Das tragische Ereignis vom Beginn der Karwoche, dem 15. April 2019 in Paris,
hat uns alle tief berührt und in Trauer versetzt. Ich habe den Brand am Fernseher
bis 3 Uhr Früh verfolgt und gehofft, dass die Kathedrale überlebt.
Vorbemerkung
Während der gesamten Osterwoche gab in allen Medien Kommentare zu dieser
Tragödie. Man las viele eloquente und gelehrige Analysen. Hervorgehoben wurde
die nationale Bedeutung dieses kulturellen Denkmals, seine Rolle in der
Geschichte bis zum Begräbnis von Präsident Mitterand, und sein Identifikation
stiftender Wert für Frankreich mit hohem Symbolgehalt. Es gab auch kritische
Stimmen. laizistisch betont und nüchtern, die von verbauten Steinen und altem
Holz sprachen und mit Zynismus die Reaktion der Öffentlichkeit belächelten.

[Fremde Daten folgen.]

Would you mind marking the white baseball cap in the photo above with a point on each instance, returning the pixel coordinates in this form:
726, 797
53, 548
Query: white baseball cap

Natürlich wurde auch auf wenig rühmliche Aktivitäten der katholischen Kirche in
der Vergangenheit bis zu den sexuellen Entgleisungen eingegangen. Das
Kirchengebäude wurde mit der Geschichte seiner Glaubensgemeinschaft
gleichgesetzt.
Es wäre nach Meinung des Autors angemessener, wesentlich offener und somit
anders an das Thema heranzugehen, nicht kunsthistorisch wertend, nicht
antireligiös und nicht sozialkritisch. Eine Deutung der Wertigkeit der Kathedrale
aus dem gegenwärtigen Zeitgeist ist ebenso einseitig wie die Kritik an den
Spendern für den Wiederaufbau. Haben nicht in der Vergangenheit gefeierte
Stifter den Bau von Kirchen erst möglich gemacht, unabhängig von der damit
verbundenen Absicht?
Zeitgeist des Hochmittelalters
Um die Bedeutung der Kathedrale zu erspüren, sollten wir uns in die Zeit der
Erbauung zurückversetzen und das gesellschaftliche Klima auf uns wirken lassen.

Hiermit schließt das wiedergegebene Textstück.